La Commissione europea ha avviato una consultazione pubblica su una bozza di linee guida che definirà, nero su bianco, come i sistemi di intelligenza artificiale dovranno comportarsi con gli utenti in termini di trasparenza. L’obiettivo è chiarire le regole che, a partire dal 2 agosto 2026, obbligheranno a informare i cittadini dell’Unione europea ogni volta che interagiscono con un sistema di AI o vengono esposti a contenuti generati o manipolati artificialmente.
Si tratta di un passaggio atteso e necessario, che segna la fase finale di attuazione dell’AI Act, il grande regolamento europeo sull’AI entrato in vigore nell’agosto 2024. Imprese, ricercatori e semplici cittadini avranno tempo fino al 3 giugno 2026 per inviare i propri contributi.
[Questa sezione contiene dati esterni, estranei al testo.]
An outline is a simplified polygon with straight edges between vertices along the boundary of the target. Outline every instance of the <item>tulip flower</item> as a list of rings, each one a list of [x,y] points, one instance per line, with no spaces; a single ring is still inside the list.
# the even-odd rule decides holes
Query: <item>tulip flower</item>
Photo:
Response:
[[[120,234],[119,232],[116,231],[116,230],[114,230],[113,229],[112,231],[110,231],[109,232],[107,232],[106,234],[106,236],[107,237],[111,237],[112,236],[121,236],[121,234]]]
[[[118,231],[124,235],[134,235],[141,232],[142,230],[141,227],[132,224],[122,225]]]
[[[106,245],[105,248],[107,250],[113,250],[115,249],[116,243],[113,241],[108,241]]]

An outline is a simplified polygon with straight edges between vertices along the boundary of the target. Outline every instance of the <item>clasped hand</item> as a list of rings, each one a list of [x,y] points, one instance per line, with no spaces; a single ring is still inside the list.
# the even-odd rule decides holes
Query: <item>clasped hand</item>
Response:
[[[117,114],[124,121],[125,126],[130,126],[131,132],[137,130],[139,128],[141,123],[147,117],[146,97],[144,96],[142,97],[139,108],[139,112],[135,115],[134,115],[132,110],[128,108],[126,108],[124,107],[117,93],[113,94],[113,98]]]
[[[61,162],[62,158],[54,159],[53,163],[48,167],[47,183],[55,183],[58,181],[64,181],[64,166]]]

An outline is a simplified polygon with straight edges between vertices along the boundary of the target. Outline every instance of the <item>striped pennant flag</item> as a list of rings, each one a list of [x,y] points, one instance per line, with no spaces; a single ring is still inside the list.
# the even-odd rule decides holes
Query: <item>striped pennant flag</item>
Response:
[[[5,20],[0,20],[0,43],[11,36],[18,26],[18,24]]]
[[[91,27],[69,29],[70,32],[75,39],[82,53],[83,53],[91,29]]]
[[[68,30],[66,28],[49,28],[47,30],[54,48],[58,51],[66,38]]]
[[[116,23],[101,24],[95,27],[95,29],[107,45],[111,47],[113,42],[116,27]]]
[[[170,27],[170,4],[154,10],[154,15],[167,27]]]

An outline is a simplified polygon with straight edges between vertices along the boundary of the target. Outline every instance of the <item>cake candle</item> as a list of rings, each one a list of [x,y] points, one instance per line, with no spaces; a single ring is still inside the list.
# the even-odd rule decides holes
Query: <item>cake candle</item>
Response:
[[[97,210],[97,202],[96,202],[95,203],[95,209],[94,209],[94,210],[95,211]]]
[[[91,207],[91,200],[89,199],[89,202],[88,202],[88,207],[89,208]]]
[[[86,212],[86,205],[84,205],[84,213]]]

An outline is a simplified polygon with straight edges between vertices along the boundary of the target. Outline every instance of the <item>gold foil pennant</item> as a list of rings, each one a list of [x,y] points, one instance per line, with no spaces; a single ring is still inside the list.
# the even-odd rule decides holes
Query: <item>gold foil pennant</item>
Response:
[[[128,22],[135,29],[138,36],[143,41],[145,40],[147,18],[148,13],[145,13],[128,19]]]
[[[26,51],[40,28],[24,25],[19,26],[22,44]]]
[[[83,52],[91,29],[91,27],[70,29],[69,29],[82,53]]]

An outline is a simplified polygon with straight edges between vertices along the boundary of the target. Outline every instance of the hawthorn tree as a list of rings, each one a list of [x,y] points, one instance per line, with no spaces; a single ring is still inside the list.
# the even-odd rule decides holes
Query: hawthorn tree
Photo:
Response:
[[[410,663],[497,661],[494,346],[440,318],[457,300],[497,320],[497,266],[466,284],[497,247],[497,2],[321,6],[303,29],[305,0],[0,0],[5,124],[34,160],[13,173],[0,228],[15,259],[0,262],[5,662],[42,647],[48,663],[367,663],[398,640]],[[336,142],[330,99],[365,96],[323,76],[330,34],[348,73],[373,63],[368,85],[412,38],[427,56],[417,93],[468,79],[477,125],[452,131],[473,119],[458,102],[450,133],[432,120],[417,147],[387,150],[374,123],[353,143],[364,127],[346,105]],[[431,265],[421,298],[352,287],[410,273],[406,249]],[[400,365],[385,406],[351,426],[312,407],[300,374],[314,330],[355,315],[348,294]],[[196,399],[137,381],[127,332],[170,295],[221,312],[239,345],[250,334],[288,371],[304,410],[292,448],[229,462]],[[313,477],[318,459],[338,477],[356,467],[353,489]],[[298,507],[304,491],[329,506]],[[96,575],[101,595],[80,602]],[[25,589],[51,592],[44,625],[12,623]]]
Il cuore del provvedimento è l’articolo 50 dell’AI Act, dedicato proprio alla trasparenza. I fornitori di sistemi di AI interattiva, come i chatbot, dovranno segnalare chiaramente che l’utente non sta parlando con un essere umano; i contenuti generati o manipolati dall’AI dovranno essere contrassegnati in modo leggibile dalle macchine, così da consentire sistemi di rilevazione affidabili; gli utilizzatori di tecnologie di riconoscimento delle emozioni o di categorizzazione biometrica dovranno informare le persone coinvolte; infine, i deepfake e i testi destinati all’informazione pubblica dovranno indicare la loro origine artificiale, salvo eccezioni artistiche o giornalistiche. In pratica, chiunque produca o distribuisca contenuti con l’aiuto dell’AI, dalle grandi piattaforme tecnologiche fino agli e-commerce, sarà tenuto a garantire che questa origine sia riconoscibile. Il mancato rispetto degli obblighi potrà comportare sanzioni fino a 15 milioni di euro o al 3% del fatturato globale.
Una volta raccolti i contributi della consultazione, le linee guida saranno integrate da un codice di condotta definitivo, redatto da esperti indipendenti e atteso per giugno 2026, uno strumento volontario pensato per aiutare le aziende a dimostrare la propria conformità alle nuove norme. L’obiettivo dichiarato dalla Commissione è duplice: sostenere l’innovazione nel settore dell’AI e, al tempo stesso, garantire ai cittadini un ecosistema digitale più sicuro, trasparente e rispettoso dei diritti fondamentali. La partita, insomma, non è solo tecnica o burocratica: riguarda il rapporto di fiducia tra le persone e le macchine con cui interagiscono ogni giorno, spesso senza saperlo.